[Date Prev] [Date Next] [Thread Prev] [Thread Next] Date Index Thread Index Search archive:
Date:Wed, 10 Mar 2004 21:43:32 +0000 (UTC) 
Subject:Re: Optimisation of program using ratios 
From:A . Sloman 
Volume-ID: 

Jonathan,

> I've been implementing a Naive Bayes model for text classification in POP11.
> While I'm rather impressed with the ratio datatype (I don't recall finding
> perfect precision in the other languages I've studied), I've gotten myself
> into a problem with speed.

The indefinite precision ratios and big integers of pop11 are also
available in some lisp systems, some prologs, standard ML, and probably
also some other functional languages.

> My model iterates through the words in a piece of text, looking up the
> probability of each word for a given class, and multiplying together all the
> probabilities it looks up.  Since these are all very small probabilities, by
> the time its finished the final probability is very very small - in fact if
> I print it, it fills the an 80 x 30 screen!  From this I presume that each
> time it is used in a calculation, the memory manipulation going on must be
> enormous.  Is this the case?

If you are using ratios rather than decimals, then every new ratio
occupies a data-structure allocated from the heap, whose size can indeed
grow as precision increases (though pop11 always reduces ratios to their
lowest common terms. (See REF NUMBERS)

Your program may be getting slow because the individual ratios are huge
or because you are producing them very frequently causing lots of
garbage collections, or both.

If the problem is only garbage collections then you can try increasing
the value of popmemlim to reduce the frequency of garbage collections.

E.g.
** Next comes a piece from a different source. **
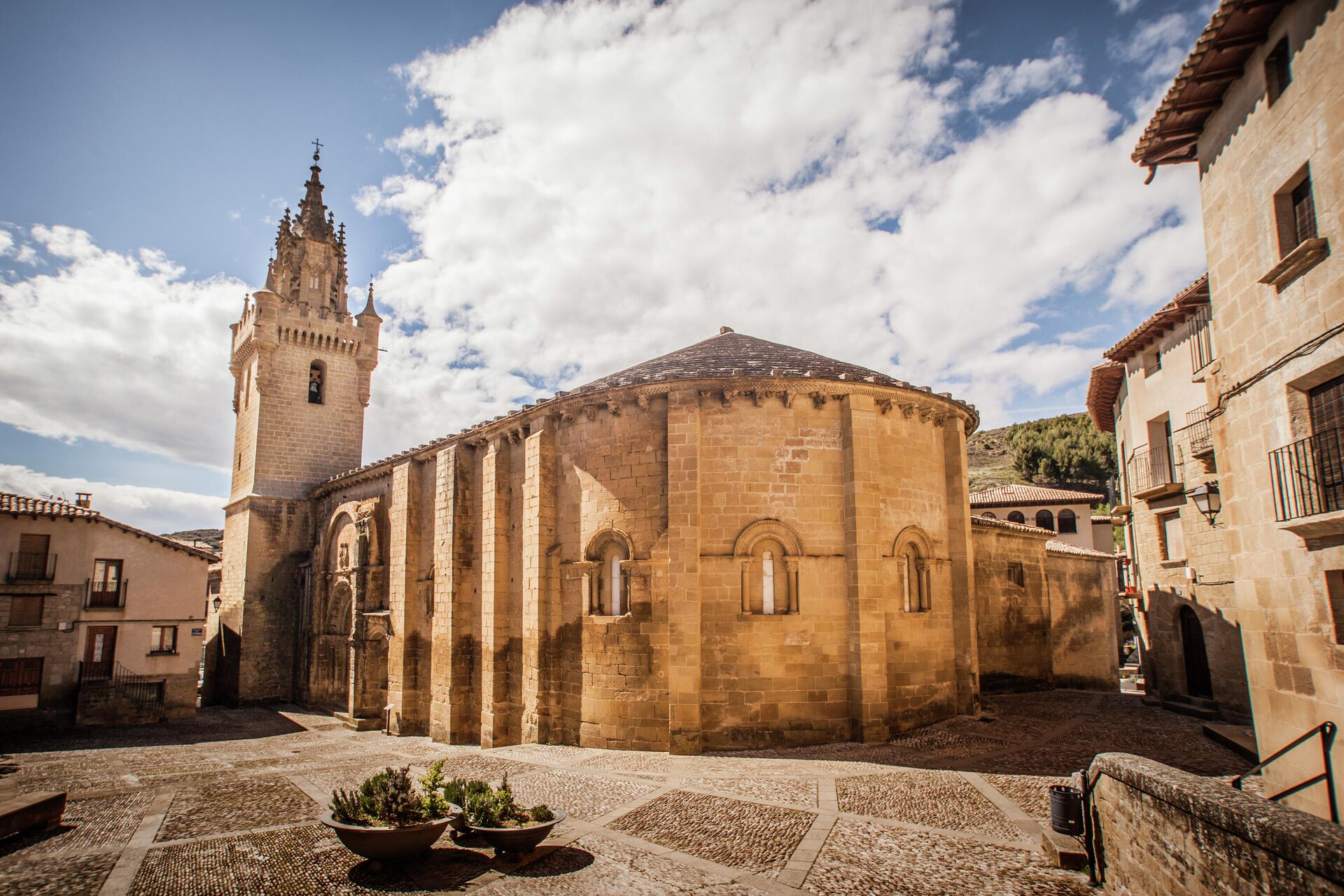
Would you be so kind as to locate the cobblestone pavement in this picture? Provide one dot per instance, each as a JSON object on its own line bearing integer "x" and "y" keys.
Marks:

If you think your machine typically has 400 Mbytes of memory unused
(= 100 Mwords on a 32 bit machine or 50 Mwords on a 64 bit machine (Dec
Alpha) you can try increasing) then you could try increasing popmemlim
to half the number of words, e.g. 50000000. (The default is much
lower, which is fine for many learners.)

If you increase it too much you may end up causing paging and swapping
during garbage collections. This can be reduced by switching to the
non-copying garbage collector (make pop_gc_copy false). See
HELP EFFICIENCY.

I don't know what your project is, but it may be that using ratios
rather than decimals gives you overkill in precision.

I think there are quite a lot of experts in these things at Sussex.

Aaron